Lovely Molly isn't perfect, but it's grounded by a bravura performance from Gretchen Lodge as Molly, who plays everything with a complete lack of vanity and twitchy despair. The fourth feature from Eduardo Sanchez, one of the two guys behind The Blair Witch Project, Lovely Molly incorporates some of the handheld camera documentary style he utilized in that film, but here it's used only sporadically, as Molly attempts to document her torment and prove it isn't all in her mind. Lovely Molly incorporates this to pretty great effect, and overall it feels like a more assured and measured film than the scattershot intensity of Blair Witch, and it's leagues beyond the bizarre and underwhelming Altered(Sanchez's first post-BWP film).
Later that night, I checked out Kaidan, from Hideo Nakata, director of Ringu 1&2, and Dark Water. An explicit response and rebuke to the modern trends of J-Horror that Nakata helped popularize, Kaidan is a throwback to the traditional Japanese ghost stories of yesteryear. In what could be seen as a nod to Kwaidan, Kaidan opens with a fantastically fake prologue, complete with on-screen narrator and intentionally, noticeably artificial sets(cardboard trees, fake snow). The opening is wonderful, showing how a samurai refused to pay back a debt, and killed the man he owed money to. As he dies, the man curses him, which results in the samurai's death. Years later, the man's son, Shinkichi, meets the samurai's daughter, Oshiga, and a romance develops. The film quickly falls into a rut as it transitions into a more realistic style, and the romance never becomes very interesting. After an argument leaves the wife with a cut above her eye, she falls ill and eventually dies, but not before cursing her husband in turn, promising that if he ever falls in love with another woman she will kill her.

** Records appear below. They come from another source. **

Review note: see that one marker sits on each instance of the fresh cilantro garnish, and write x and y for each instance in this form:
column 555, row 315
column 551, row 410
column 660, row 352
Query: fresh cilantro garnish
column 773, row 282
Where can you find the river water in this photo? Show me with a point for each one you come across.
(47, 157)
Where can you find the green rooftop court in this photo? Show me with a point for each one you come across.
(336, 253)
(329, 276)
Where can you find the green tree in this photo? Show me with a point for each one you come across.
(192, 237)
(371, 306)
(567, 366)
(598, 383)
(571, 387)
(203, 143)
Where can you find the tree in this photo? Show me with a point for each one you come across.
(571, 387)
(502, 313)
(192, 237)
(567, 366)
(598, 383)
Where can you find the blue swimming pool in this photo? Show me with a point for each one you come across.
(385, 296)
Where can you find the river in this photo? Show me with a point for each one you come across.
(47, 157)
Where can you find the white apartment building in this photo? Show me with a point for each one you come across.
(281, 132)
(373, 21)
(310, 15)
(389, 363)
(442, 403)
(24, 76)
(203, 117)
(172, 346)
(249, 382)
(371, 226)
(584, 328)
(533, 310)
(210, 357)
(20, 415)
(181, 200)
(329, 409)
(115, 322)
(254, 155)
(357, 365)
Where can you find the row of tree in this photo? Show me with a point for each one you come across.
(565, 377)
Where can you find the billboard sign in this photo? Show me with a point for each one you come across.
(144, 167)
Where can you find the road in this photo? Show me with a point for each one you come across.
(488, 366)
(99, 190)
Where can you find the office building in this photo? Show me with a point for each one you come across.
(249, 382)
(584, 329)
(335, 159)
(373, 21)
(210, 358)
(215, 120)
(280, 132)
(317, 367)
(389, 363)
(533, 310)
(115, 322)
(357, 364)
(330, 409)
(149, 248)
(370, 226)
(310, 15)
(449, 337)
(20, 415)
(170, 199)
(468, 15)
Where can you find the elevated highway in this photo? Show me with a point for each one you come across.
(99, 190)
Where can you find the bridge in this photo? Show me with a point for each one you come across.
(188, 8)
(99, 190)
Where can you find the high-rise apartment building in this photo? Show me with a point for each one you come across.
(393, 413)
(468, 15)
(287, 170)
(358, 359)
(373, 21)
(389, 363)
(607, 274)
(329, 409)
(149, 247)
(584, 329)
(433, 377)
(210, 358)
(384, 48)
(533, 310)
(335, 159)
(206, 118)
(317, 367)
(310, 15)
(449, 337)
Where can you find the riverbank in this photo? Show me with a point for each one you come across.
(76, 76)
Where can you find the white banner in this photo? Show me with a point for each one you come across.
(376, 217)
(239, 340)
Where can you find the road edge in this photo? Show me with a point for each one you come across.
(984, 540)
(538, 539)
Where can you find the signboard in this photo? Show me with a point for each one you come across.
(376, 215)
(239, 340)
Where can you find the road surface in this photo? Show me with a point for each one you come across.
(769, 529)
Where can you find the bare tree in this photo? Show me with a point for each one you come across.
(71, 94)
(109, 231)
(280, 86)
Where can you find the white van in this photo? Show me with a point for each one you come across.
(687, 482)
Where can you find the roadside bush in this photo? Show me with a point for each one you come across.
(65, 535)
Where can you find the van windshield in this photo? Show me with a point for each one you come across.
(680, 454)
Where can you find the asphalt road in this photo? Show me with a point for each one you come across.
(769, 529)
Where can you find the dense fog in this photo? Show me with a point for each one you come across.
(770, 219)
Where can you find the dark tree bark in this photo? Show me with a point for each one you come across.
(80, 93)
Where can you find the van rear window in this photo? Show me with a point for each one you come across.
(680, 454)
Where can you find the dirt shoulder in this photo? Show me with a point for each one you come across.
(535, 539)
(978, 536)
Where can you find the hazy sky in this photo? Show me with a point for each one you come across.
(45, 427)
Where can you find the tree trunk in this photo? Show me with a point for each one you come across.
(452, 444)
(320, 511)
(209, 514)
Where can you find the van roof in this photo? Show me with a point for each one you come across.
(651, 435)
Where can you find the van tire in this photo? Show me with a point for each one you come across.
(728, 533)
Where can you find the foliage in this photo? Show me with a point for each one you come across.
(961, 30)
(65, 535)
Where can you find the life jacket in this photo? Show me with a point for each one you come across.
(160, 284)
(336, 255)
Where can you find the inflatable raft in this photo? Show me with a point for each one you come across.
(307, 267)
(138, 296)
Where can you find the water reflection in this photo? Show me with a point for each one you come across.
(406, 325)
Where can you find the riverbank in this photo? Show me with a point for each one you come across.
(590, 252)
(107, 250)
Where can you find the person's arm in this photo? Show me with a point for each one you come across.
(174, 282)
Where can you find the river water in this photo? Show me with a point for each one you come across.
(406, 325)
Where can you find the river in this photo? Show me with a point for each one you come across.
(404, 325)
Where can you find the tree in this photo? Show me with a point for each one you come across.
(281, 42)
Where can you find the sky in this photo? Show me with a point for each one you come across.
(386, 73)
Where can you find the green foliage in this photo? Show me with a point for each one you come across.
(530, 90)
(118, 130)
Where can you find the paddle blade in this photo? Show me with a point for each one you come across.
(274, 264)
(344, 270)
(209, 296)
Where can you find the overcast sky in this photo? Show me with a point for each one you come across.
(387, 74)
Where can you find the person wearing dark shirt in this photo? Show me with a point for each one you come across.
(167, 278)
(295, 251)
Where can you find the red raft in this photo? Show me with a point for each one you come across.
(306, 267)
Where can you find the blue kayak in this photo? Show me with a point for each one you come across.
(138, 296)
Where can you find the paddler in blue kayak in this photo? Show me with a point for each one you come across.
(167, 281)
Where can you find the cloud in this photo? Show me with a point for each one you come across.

Kaidan picks up in the last act, as Shinkichi finds himself in a new town, boxed in by the consequences of his wife's curse and believed by the entire town to be a murderer and thief. Unfortunately the film is only fitfully engaging until the final act, and is not a very convincingly told story. Some great moments are scattered throughout, and the film has a pleasing visual style when it comes to the various outdoor night scenes, but the staging is otherwise pretty generic.